The Service Employees International Union (SEIU) is attempting to force hospitals in California and Oregon to allow it to organize workers by using ballot initiatives that would cap executive pay and charges to patients, the Wall Street Journal reported Monday. The SEIU has said it would drop the referenda if hospitals agreed to work with the union. In other words, the unions are using democracy as a form of extortion.

These thuggish tactics come right from the Chicago playbook. A decade ago, the American Federation of State, County, and Municipal Employees (AFSCME) tried to force a Catholic hospital in the suburb of Evanston, the Resurrection St. Francis Hospital, to unionize. When the hospital refused, citing costs, the AFSCME placed a referendum on the Evanston ballot calling for the hospital’s tax-exempt non-profit status to be reconsidered.

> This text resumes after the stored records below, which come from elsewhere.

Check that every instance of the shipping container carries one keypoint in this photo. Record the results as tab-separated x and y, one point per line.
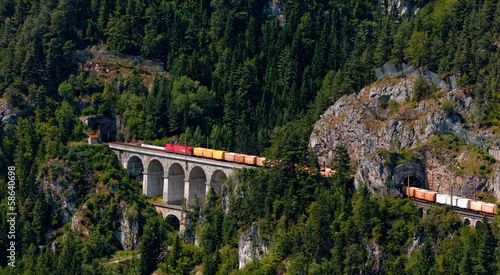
443	199
198	151
463	203
260	161
420	193
239	158
430	195
217	154
208	153
153	147
476	205
169	147
409	191
180	149
229	156
250	160
489	207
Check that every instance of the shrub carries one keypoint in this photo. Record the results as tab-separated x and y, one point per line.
89	111
382	102
447	107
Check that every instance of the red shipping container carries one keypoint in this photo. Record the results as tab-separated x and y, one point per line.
183	149
250	160
239	158
489	208
229	156
410	191
260	161
419	193
430	196
169	147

The union was backed by Chicago-area Rep. Jan Schakowsky (D-IL), who sent out mailings endorsing the ballot initiative (Full disclosure: I ran against Schakowsky in 2010). The unions and the Democrats did not care that they might force St. Francis to close its doors, denying medical care to many of the poor patients in the area who relied on the hospital. They just wanted power–in Evanston and at hospitals elsewhere.

As Crain’s noted at the time: 

“‘It’s another way of trying to change the balance of power,’ says Cheryl Maranto, an associate professor of management at Marquette University in Milwaukee who has written on labor issues. Even if the union doesn’t successfully organize at Resurrection, it may gain leverage, she says. ‘Next time AFSCME goes to a hospital, they say, ‘Give us our neutrality agreement or we’ll do the same to you.”’

In the end, the referendum failed–very narrowly–after tearing the liberal Evanston community apart. Now the SEIU is trying the same tactic in California and Oregon. The main victims of their intimidation tactics will be the patients these hospitals serve. But the SEIU doesn’t care. It has pensions to fund and politicians to pay. It wants more members and power. It does not care who suffers–nor do the Democrats who take its money.